Dating. The Yǔ Shū is precisely dated: fourth month of the twentieth year of King Zhèng of Qin (227 BCE). Both notBefore and notAfter are set to -227.
Translations and research
- Hulsewé, A.F.P. Remnants of Ch’in Law. Brill, 1985, pp. 16–25 — English translation with notes.
- 睡虎地秦墓竹簡整理小組, 《睡虎地秦墓竹簡》, 文物出版社, 1990 — editio princeps.
- Caldwell, Ernest. Writing Chinese Laws: The Form and Function of Legal Statutes Found in the Qin Shuihudi Corpus. Routledge, 2018, pp. 27–62 — extended discussion of the Yǔ Shū as an administrative genre.
- Pines, Yuri et al., eds. Birth of an Empire: The State of Qin Revisited. University of California Press, 2013 — contextualizes Qin’s administrative projection into conquered territories.

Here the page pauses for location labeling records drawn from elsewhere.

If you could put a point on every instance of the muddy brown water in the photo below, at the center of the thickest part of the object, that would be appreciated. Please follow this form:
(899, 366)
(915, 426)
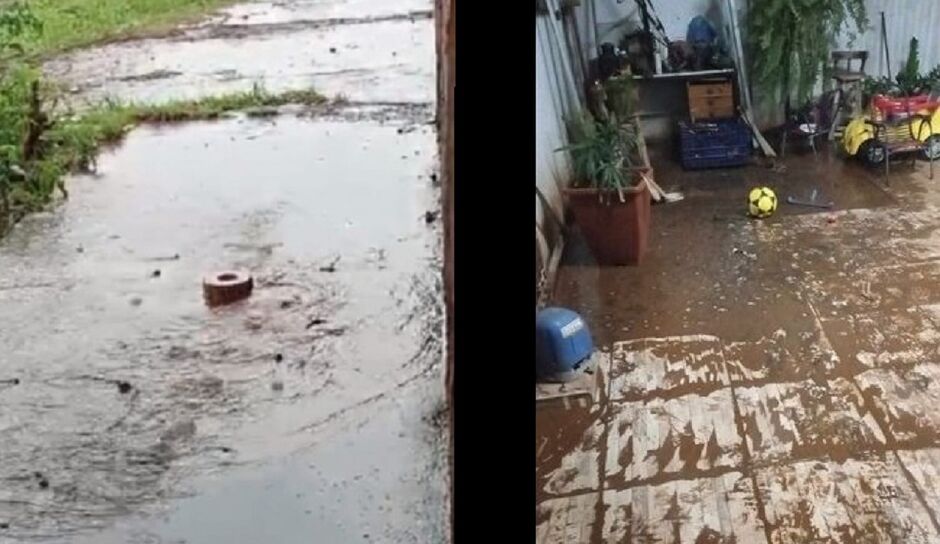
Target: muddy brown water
(215, 440)
(366, 50)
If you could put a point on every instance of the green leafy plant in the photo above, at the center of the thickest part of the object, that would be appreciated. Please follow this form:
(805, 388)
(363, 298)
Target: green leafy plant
(790, 41)
(909, 80)
(602, 151)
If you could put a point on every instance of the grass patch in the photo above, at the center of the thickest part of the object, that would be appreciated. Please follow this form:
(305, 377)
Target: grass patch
(72, 144)
(75, 23)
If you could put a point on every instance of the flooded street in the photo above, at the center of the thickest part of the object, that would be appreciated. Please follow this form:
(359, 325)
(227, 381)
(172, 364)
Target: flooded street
(309, 412)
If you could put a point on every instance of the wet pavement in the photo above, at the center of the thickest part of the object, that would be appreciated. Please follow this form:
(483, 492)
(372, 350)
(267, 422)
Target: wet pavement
(765, 381)
(312, 410)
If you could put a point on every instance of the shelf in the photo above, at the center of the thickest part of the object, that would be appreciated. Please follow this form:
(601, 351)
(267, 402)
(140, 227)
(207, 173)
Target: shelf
(679, 75)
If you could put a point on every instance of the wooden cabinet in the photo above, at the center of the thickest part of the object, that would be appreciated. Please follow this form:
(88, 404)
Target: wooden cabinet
(710, 99)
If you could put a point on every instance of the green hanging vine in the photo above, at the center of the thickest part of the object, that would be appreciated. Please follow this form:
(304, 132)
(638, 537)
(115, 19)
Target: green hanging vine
(790, 41)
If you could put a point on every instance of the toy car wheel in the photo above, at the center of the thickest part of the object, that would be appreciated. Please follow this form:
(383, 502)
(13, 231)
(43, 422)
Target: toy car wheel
(873, 153)
(932, 148)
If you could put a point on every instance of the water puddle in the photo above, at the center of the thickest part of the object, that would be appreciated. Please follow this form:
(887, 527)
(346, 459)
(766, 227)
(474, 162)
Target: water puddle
(133, 396)
(382, 53)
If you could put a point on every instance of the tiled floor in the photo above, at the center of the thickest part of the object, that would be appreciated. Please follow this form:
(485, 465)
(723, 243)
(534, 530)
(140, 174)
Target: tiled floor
(774, 381)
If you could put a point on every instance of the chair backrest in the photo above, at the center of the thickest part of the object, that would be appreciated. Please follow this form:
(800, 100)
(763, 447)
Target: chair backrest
(842, 60)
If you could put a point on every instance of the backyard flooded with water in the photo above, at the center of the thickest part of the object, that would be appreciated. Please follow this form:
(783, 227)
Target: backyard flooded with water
(132, 412)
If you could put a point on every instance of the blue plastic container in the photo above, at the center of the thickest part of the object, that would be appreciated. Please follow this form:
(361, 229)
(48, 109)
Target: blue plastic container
(712, 144)
(562, 343)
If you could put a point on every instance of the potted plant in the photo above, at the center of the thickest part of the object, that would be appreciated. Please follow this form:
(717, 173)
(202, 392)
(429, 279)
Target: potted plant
(609, 197)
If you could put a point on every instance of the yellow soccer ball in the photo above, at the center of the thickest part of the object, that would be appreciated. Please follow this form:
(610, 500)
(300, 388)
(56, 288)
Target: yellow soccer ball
(761, 202)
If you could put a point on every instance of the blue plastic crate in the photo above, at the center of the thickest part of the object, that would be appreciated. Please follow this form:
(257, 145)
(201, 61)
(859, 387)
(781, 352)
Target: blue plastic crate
(712, 144)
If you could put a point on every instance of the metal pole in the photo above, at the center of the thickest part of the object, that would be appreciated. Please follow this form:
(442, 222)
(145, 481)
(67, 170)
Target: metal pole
(884, 39)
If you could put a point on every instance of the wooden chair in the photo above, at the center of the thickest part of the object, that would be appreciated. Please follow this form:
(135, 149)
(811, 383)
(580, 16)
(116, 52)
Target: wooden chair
(847, 100)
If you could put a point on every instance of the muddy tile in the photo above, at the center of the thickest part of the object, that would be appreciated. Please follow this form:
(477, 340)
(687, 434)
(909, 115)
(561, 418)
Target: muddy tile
(806, 419)
(877, 288)
(575, 469)
(711, 510)
(769, 359)
(850, 502)
(669, 366)
(688, 435)
(924, 467)
(906, 400)
(567, 520)
(879, 339)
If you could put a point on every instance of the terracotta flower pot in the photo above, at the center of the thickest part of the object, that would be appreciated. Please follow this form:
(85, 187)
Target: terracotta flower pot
(617, 232)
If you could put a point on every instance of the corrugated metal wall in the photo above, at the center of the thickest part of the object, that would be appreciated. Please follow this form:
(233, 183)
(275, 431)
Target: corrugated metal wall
(555, 99)
(904, 18)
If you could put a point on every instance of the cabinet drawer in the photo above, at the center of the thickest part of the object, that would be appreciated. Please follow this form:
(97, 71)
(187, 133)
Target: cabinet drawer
(707, 90)
(717, 107)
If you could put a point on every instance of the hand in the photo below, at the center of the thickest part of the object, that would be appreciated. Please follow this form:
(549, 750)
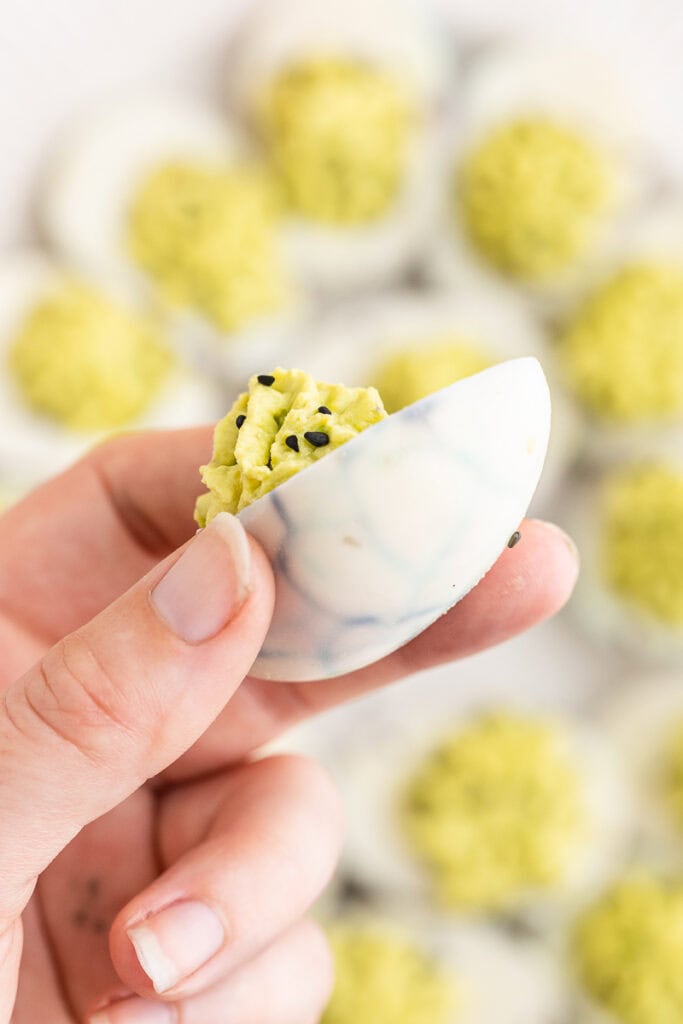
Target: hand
(150, 870)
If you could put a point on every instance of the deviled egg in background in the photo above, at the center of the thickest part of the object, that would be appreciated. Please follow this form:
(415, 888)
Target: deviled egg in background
(346, 100)
(77, 361)
(161, 193)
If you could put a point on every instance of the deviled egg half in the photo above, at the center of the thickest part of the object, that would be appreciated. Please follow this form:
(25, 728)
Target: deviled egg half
(78, 361)
(375, 525)
(418, 970)
(625, 951)
(621, 347)
(544, 170)
(409, 345)
(503, 813)
(163, 194)
(345, 98)
(628, 523)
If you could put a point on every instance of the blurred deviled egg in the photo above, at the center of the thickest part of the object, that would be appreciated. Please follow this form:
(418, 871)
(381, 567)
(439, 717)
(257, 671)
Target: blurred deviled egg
(418, 970)
(507, 813)
(545, 169)
(345, 98)
(409, 345)
(628, 524)
(621, 347)
(161, 193)
(77, 361)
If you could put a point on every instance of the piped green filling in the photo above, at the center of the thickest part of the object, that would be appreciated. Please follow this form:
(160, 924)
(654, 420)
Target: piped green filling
(285, 422)
(416, 371)
(495, 812)
(623, 350)
(531, 195)
(208, 239)
(382, 978)
(338, 133)
(84, 360)
(642, 540)
(628, 951)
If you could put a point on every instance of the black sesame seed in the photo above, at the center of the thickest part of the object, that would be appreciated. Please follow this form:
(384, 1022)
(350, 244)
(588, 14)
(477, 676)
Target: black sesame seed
(317, 438)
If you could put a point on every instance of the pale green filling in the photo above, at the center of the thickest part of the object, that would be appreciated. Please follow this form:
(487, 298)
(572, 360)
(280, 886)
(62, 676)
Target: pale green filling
(642, 540)
(495, 811)
(338, 133)
(623, 350)
(629, 951)
(416, 371)
(208, 239)
(531, 195)
(252, 457)
(87, 363)
(382, 978)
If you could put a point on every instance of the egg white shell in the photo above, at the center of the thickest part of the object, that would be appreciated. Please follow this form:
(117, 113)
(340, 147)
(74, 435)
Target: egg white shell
(381, 537)
(499, 980)
(353, 340)
(399, 37)
(602, 613)
(33, 446)
(655, 233)
(378, 854)
(85, 205)
(568, 87)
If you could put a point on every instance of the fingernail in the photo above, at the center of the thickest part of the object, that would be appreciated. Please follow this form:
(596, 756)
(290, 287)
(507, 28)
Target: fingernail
(208, 585)
(135, 1012)
(176, 942)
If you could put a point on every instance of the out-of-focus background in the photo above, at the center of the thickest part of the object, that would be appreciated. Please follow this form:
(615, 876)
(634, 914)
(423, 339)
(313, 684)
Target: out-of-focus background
(396, 195)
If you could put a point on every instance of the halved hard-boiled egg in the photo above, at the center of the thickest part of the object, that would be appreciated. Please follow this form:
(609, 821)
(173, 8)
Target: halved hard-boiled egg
(544, 169)
(505, 812)
(78, 361)
(420, 970)
(163, 194)
(628, 523)
(375, 525)
(345, 99)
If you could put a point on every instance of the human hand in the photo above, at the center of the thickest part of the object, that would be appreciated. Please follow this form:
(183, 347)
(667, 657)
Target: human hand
(151, 870)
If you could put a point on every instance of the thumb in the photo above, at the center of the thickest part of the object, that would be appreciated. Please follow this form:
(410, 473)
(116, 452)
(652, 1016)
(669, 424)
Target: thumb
(115, 702)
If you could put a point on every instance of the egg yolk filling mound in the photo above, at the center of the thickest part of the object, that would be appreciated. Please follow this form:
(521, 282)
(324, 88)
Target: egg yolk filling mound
(86, 361)
(208, 238)
(642, 540)
(382, 978)
(623, 350)
(285, 422)
(338, 133)
(628, 950)
(414, 372)
(531, 195)
(495, 812)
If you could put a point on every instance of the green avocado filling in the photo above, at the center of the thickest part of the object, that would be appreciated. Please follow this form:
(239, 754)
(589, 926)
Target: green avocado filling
(208, 238)
(285, 422)
(338, 133)
(87, 363)
(531, 195)
(623, 350)
(494, 812)
(383, 978)
(416, 371)
(628, 950)
(642, 540)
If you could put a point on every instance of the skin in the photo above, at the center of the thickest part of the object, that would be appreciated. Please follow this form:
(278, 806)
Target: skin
(125, 784)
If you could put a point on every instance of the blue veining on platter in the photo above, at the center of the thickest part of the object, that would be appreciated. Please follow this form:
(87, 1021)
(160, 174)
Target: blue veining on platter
(381, 537)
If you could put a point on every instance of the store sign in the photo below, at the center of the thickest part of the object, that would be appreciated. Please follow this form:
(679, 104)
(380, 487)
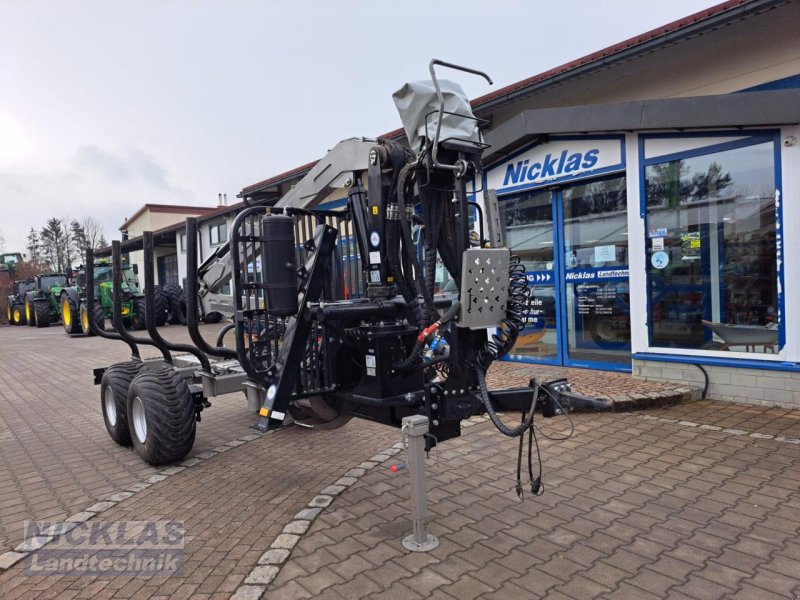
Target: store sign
(595, 275)
(558, 160)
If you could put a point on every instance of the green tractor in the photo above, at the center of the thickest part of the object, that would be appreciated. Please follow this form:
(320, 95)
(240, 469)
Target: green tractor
(15, 303)
(72, 301)
(41, 302)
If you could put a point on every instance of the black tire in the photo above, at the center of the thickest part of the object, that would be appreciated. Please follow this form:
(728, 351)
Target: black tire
(41, 310)
(30, 312)
(212, 318)
(70, 315)
(161, 416)
(18, 314)
(177, 305)
(85, 325)
(115, 383)
(161, 301)
(137, 319)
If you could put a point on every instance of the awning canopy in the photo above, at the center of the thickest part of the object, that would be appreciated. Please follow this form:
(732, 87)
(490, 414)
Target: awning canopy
(738, 110)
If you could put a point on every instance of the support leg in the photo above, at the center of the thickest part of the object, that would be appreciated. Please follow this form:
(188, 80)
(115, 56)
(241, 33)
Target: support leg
(415, 428)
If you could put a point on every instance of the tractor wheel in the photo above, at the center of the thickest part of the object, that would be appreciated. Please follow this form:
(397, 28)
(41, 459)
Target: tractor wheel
(137, 318)
(30, 313)
(161, 416)
(70, 316)
(213, 317)
(114, 399)
(161, 301)
(41, 311)
(18, 314)
(85, 325)
(177, 305)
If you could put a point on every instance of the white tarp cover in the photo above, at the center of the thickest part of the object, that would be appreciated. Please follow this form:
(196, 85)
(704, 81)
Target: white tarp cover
(418, 98)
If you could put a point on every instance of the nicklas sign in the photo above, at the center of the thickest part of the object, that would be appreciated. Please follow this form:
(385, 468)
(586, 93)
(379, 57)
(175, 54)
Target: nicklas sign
(557, 160)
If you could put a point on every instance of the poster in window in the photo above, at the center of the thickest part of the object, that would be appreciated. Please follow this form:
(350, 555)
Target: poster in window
(690, 246)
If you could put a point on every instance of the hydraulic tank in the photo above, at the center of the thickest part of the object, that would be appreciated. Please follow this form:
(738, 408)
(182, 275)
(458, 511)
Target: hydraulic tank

- Lewis, Mark Edward. The Early Chinese Empires: Qin and Han. Harvard University Press, 2007 — situates the Yǔ Shū in the history of Qin bureaucratic culture.
- Wilkinson, Endymion. Chinese History: A New Manual, 5th ed. Harvard University Asia Center, 2018, §20 — overview of Qin documents.
Other points of interest
The Yǔ Shū document closes with the label 語書 — the title of the text itself — in the manner common to Qin administrative documents, where the document type is announced at the end. This self-labelling is characteristic of the formal administrative documents from the Shuìhǔdì corpus and distinguishes them from the legal statutes, which instead name the specific law at the end of each clause (e.g., 田律, 倉律). The Yǔ Shū is thus an example of a distinct genre: the administrative circular (shū 書) sent from a superior to subordinate officials, as opposed to a statute (lǜ 律) or a model template (shì 式).
The name of the Prefect Téng 騰 appears in later sources: some historians have tentatively identified him as the same Téng who served as Qin’s first Prefect of Yan-ji 燕記 after the Qin conquest of Yan. If correct, this would place his tenure at Nanjun immediately before his reassignment northward during the final years of the unification campaigns, and would make the Yǔ Shū a document from the penultimate phase of the great administrator’s career. The identification is plausible but not certain.